Gout and kidney disease can be a lethal combination.
Kidney disease alone is the 10th leading cause of death in the United States, and one study reports that people with gout are about 80% more likely to die from kidney disease than are those who don’t have gout.
Though gout, a chronic and painful form of arthritis, has been around since ancient times, cases have surged in the U.S. and around the world. Some blame the Western diet, heavy on red meat, and a corresponding surge in obesity. But treatment challenges may also play a role.
Dispute Over Managing Uric Acid Levels
Uric acid levels in the blood are the common and sometimes dangerous connection between gout and kidney disease. And professional differences over how aggressively to manage these levels have separated large groups of physicians who treat patients with gout, kidney disease or both.

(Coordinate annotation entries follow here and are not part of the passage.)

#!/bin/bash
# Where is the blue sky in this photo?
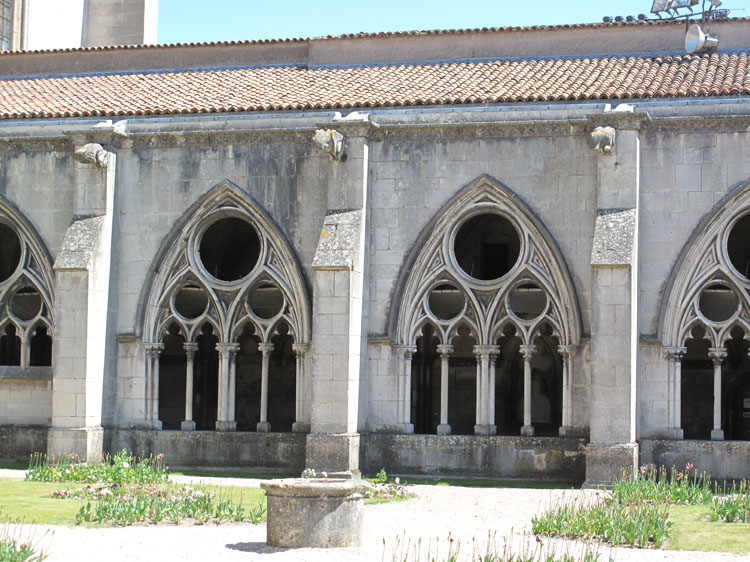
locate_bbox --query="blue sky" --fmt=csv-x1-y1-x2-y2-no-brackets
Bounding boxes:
159,0,732,43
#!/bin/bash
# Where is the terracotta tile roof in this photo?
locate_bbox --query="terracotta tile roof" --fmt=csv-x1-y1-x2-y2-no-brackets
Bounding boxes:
0,17,736,57
0,52,750,119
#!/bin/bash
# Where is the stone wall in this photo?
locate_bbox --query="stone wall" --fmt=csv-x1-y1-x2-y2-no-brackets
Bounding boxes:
112,429,305,474
640,439,750,480
361,433,586,482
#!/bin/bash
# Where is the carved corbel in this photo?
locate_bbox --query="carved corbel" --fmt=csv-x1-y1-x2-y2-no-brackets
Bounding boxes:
74,142,107,168
591,127,617,154
313,129,346,162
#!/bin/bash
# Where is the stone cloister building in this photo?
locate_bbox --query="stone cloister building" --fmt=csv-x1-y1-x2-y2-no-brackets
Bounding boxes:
0,10,750,483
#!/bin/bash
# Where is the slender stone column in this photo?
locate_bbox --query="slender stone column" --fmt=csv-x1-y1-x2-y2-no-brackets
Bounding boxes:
256,343,273,433
292,343,310,433
17,333,32,369
662,347,687,439
519,345,536,437
474,345,499,435
557,345,577,437
708,347,727,441
143,343,164,429
396,345,417,433
227,343,240,424
487,346,500,426
216,342,240,431
180,342,198,431
437,344,453,435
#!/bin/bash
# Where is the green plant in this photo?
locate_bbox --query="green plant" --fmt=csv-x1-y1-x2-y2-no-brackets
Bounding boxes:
612,463,715,505
75,485,265,525
26,449,168,484
709,480,750,523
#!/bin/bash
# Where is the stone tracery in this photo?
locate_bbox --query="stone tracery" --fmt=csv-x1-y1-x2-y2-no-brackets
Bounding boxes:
660,179,750,440
395,177,580,435
143,184,310,431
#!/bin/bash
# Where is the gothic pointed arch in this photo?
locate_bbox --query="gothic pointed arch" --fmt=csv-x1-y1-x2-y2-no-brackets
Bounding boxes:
396,175,581,435
658,177,750,440
139,181,311,343
659,181,750,347
0,195,54,367
390,175,581,345
139,177,311,431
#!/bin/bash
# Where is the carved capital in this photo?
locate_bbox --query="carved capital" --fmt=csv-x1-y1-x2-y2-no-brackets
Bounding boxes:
518,344,536,361
313,129,346,162
216,343,240,360
473,345,500,361
396,345,417,361
182,342,198,358
708,347,727,365
557,345,578,359
143,342,164,359
258,343,274,355
73,142,107,168
437,343,453,359
591,127,617,154
661,346,687,361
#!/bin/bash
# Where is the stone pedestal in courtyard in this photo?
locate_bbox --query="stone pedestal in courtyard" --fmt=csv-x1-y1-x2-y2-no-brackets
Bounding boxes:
260,478,369,548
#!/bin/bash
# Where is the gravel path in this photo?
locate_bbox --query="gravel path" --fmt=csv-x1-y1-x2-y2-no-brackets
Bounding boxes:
0,470,750,562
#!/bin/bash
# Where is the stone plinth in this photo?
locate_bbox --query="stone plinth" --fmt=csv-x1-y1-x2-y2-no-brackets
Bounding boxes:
260,478,369,548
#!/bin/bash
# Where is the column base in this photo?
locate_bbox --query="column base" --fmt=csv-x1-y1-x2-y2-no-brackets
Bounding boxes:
474,425,497,435
438,423,451,435
47,426,105,464
305,433,361,478
216,420,237,431
292,422,310,433
521,425,536,437
583,443,640,488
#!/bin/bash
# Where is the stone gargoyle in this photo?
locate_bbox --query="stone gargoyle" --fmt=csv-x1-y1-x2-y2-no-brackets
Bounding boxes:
591,127,617,154
74,142,107,168
313,129,346,161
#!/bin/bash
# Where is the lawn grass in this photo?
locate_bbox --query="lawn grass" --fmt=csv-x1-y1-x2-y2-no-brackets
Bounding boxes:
0,478,265,525
667,505,750,554
0,478,85,525
169,468,300,480
0,461,29,470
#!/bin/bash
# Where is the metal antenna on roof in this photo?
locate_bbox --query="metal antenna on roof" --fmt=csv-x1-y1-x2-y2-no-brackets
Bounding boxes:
603,0,730,53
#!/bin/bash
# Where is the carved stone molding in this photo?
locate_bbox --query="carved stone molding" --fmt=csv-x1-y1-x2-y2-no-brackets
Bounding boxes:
313,129,346,162
74,142,107,168
590,127,617,154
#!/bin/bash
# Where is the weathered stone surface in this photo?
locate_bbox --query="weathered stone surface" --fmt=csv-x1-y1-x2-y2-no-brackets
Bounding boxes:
591,209,636,265
362,433,586,481
312,210,362,269
261,478,369,548
54,217,104,269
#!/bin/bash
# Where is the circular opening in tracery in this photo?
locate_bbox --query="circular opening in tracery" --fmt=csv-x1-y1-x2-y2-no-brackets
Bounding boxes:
727,214,750,279
453,213,521,281
198,217,260,281
698,284,740,322
10,287,42,321
174,284,208,320
428,283,466,320
0,224,21,283
508,283,547,320
250,283,284,319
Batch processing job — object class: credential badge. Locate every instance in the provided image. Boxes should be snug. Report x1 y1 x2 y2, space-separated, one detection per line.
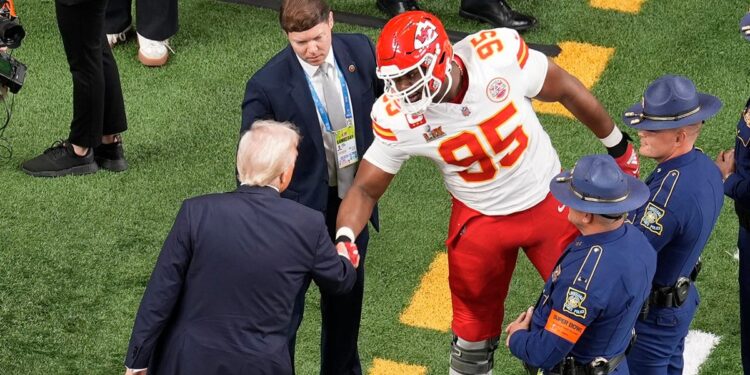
563 287 587 319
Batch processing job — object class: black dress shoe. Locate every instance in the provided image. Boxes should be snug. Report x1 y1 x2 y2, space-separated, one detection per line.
462 0 536 31
376 0 419 17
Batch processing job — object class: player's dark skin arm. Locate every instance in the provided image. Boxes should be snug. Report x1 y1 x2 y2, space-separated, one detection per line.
336 160 395 236
536 60 615 138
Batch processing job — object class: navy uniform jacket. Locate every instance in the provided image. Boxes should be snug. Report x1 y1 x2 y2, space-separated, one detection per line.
125 185 356 375
510 224 656 369
628 149 724 287
724 100 750 213
240 33 383 230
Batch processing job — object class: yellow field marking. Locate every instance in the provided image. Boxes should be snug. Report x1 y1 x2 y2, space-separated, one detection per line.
400 253 453 332
589 0 646 14
534 42 615 118
369 358 427 375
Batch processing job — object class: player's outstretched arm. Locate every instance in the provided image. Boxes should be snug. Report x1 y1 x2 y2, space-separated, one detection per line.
537 60 641 178
336 159 395 242
536 60 615 138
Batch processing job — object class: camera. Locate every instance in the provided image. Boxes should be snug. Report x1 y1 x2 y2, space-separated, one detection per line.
0 0 26 94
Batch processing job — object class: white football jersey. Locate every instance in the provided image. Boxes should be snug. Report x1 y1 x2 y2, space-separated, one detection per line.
364 28 560 215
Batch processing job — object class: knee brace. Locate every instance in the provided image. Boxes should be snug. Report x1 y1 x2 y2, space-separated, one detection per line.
451 335 500 375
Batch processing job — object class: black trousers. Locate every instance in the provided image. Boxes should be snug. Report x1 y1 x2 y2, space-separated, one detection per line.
105 0 178 40
289 187 370 375
55 0 128 147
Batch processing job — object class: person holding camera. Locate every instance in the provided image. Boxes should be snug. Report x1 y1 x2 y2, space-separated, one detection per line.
21 0 128 177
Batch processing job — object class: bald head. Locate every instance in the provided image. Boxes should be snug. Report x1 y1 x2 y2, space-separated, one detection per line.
237 120 300 187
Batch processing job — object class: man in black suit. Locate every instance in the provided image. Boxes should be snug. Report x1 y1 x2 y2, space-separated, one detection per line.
21 0 128 177
125 121 359 375
240 0 383 375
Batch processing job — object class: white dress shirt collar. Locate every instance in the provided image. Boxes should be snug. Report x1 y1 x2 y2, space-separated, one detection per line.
294 46 336 78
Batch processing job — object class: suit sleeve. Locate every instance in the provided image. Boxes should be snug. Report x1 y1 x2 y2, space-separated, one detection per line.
125 203 192 369
312 222 357 294
510 285 602 369
240 77 273 135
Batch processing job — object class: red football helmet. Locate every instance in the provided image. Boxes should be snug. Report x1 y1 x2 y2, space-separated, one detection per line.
376 11 453 114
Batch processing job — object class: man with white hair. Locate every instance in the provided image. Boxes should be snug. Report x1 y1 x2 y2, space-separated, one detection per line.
125 121 359 374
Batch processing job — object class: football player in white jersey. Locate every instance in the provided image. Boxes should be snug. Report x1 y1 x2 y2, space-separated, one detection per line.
336 11 639 374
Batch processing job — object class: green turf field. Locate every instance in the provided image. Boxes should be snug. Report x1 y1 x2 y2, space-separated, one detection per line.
0 0 750 374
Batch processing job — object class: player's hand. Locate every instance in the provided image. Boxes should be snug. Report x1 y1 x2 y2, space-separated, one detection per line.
615 142 641 178
505 306 534 346
716 149 736 180
336 239 359 268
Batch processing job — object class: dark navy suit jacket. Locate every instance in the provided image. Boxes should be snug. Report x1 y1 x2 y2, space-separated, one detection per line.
125 186 356 375
240 33 383 229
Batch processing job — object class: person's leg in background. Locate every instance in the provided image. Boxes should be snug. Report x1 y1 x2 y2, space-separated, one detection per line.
458 0 536 31
104 0 133 47
320 187 370 375
135 0 179 66
94 30 128 172
21 1 107 177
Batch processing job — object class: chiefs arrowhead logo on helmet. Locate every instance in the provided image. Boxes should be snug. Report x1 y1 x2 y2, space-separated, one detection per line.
414 21 437 49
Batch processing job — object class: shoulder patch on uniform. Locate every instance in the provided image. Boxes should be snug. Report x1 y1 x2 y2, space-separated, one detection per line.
544 309 586 344
563 287 588 319
641 202 666 236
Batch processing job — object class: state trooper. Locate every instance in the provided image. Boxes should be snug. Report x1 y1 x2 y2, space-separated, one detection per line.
623 75 724 375
716 13 750 374
506 155 656 375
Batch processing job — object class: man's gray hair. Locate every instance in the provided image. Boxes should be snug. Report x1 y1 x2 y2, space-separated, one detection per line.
237 120 300 186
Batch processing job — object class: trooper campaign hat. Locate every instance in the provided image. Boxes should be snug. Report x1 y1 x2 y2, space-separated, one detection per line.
740 12 750 42
549 155 649 215
622 75 721 130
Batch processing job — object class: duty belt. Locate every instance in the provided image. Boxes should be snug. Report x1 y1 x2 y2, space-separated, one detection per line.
648 259 702 307
525 353 625 375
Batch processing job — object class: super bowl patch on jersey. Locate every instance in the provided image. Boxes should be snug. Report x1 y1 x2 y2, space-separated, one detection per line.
487 77 510 103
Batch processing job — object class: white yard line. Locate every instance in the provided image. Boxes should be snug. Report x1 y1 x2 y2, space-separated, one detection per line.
682 330 720 375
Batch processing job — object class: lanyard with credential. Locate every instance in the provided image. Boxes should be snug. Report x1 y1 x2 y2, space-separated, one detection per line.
305 64 354 132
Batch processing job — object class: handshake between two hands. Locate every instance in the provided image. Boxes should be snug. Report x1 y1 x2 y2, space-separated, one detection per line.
336 237 359 268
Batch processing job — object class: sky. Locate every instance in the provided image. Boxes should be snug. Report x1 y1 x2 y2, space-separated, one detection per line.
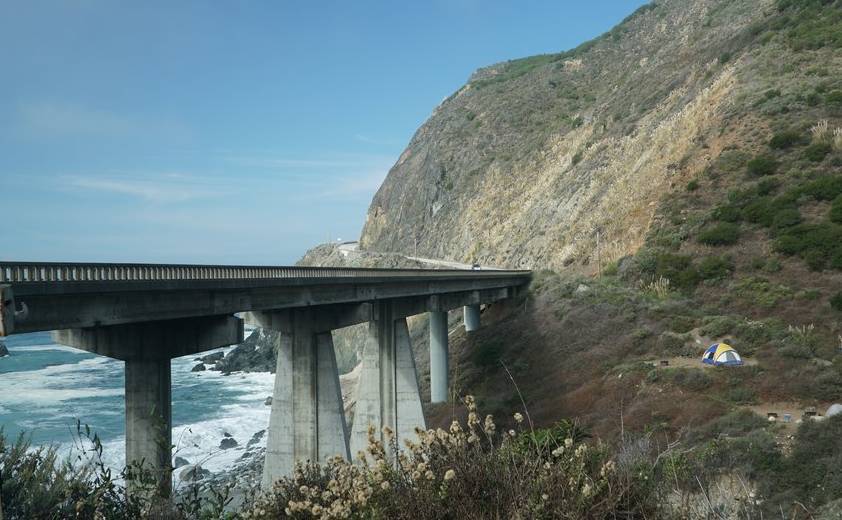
0 0 645 265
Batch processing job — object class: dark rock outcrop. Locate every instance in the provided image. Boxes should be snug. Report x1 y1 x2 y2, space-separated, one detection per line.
196 350 225 365
219 437 240 450
246 430 266 447
211 329 278 374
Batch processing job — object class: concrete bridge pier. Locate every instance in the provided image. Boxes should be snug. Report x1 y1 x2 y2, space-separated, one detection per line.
254 307 349 488
430 311 449 403
464 304 480 332
53 316 243 497
351 302 426 456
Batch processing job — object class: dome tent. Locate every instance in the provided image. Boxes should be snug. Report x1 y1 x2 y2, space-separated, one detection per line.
702 343 743 366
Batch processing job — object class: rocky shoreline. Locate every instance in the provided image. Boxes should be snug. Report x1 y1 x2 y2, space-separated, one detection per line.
193 329 278 375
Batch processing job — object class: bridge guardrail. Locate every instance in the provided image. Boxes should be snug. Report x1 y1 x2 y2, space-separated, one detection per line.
0 262 529 283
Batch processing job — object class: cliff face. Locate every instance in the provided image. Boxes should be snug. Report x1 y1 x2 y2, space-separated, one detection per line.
361 0 774 269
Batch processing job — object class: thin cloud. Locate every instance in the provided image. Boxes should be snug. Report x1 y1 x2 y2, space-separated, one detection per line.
65 173 228 204
17 101 190 139
354 134 395 146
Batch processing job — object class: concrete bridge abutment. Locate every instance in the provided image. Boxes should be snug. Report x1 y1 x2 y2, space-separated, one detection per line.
53 316 243 497
254 307 349 488
430 311 449 403
351 302 426 462
463 304 480 332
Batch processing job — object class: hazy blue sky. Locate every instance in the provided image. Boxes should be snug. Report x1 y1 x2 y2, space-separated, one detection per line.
0 0 645 264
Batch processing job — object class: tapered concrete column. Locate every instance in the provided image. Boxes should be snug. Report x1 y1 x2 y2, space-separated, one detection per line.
464 305 479 332
430 311 448 403
126 358 172 497
53 316 243 497
260 308 349 488
351 303 426 456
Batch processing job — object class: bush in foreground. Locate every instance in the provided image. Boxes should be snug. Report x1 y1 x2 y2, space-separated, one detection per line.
243 397 657 520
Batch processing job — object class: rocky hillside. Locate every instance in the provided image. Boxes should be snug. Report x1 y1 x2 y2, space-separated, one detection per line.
361 0 840 276
348 0 842 518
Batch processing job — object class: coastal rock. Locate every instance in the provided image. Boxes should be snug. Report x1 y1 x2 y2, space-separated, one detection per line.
219 437 239 450
178 464 211 482
246 430 266 447
211 329 278 374
196 351 225 365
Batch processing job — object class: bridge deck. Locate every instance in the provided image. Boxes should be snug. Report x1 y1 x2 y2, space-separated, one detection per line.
0 262 531 336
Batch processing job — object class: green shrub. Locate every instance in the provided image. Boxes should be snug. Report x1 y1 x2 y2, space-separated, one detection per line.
471 340 503 368
804 142 833 162
724 386 757 404
769 130 807 150
701 316 737 338
746 155 778 177
654 253 700 290
830 292 842 311
243 398 658 520
772 208 801 230
757 178 778 197
654 368 713 392
713 204 742 222
801 249 829 271
667 314 696 334
763 256 783 273
790 176 842 201
713 150 749 173
742 197 775 227
699 222 740 246
731 276 793 309
763 88 781 99
699 256 734 280
774 222 842 270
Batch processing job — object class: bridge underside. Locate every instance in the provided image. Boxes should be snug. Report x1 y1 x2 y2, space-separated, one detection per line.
0 265 529 495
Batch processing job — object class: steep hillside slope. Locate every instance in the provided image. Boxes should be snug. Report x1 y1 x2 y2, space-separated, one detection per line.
361 0 838 276
348 0 842 518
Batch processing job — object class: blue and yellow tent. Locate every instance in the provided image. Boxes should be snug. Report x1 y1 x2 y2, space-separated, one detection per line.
702 343 743 366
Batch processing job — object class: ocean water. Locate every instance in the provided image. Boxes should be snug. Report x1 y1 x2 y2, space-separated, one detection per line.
0 331 274 472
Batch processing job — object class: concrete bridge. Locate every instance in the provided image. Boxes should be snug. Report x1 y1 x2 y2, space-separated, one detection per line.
0 262 531 495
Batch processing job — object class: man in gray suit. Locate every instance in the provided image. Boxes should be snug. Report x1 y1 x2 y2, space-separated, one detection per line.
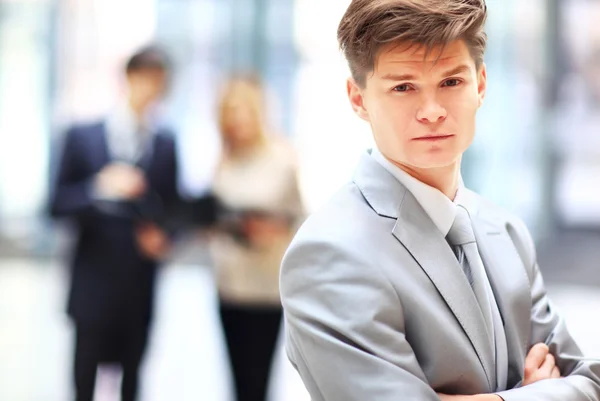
281 0 600 401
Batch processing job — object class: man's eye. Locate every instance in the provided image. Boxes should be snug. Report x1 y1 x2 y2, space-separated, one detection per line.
394 84 410 92
443 79 460 86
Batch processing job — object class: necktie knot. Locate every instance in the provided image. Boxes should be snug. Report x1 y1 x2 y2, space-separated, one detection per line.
447 205 475 246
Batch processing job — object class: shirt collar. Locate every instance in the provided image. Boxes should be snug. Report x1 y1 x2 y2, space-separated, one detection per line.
371 147 476 236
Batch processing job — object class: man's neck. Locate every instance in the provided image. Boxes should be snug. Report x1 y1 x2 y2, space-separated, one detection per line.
127 97 146 123
392 160 460 201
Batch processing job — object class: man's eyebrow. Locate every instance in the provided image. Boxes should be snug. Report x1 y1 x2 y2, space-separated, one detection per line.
442 64 471 78
382 64 471 81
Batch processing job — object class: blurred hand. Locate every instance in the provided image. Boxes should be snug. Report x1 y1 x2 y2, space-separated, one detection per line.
438 393 502 401
523 343 560 386
135 223 171 260
96 162 146 199
243 216 289 247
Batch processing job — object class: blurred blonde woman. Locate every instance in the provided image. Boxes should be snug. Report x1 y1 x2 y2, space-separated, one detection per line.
211 78 303 401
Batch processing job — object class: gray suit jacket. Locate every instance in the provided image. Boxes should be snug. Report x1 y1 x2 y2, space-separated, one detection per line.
281 154 600 401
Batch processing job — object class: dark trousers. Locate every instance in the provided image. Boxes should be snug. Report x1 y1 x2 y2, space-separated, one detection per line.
220 302 282 401
74 323 149 401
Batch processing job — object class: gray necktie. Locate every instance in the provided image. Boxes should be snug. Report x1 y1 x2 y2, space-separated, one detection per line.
447 206 497 386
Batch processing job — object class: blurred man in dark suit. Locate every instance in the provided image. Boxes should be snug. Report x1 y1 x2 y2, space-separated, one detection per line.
51 47 179 401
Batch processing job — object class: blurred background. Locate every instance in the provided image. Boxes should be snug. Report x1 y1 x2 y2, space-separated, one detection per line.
0 0 600 401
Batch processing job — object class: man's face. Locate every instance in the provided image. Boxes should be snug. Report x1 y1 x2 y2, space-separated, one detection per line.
348 41 486 170
127 68 167 107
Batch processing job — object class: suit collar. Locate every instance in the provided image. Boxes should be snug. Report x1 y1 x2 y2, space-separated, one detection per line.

Some prominent physicians have voiced concern that the standards of the American College of Physicians on uric acid reduction targets are too conservative, compared with those of the American College of Rheumatology. In a speech at the American College of Rheumatology’s annual meeting last year, one expert characterized gout as one of the most mismanaged chronic conditions in medicine.
Other critics maintain that gout cases handled by primary care physicians too often only focus on relief from painful symptoms rather than on a long-range plan to manage the patient’s disease by decreasing uric acid levels.
The Gout-Kidney Disease Connection
The fundamentals of the uric acid connection between gout and kidney disease are not disputed. Gout develops when uric acid builds up in the body and crystallizes in the joints. When kidneys function normally, they filter out uric acid and other waste and remove it from the body as urine.
Kidneys affected by disease can’t adequately process uric acid in the bloodstream, however. As a result, one in 10 patients with chronic kidney disease also develops gout. And sometimes the process works in reverse. A patient’s gout may release enough uric acid into the bloodstream to overtax the kidneys, leading to kidney disease.
Since the questions raised about managing uric acid levels are relevant to both gout and kidney disease patients, patients might do well to talk with their health care providers about the strategy for managing their illnesses. And March, recognized as National Kidney Month, offers as good a time as ever to initiate that conversation.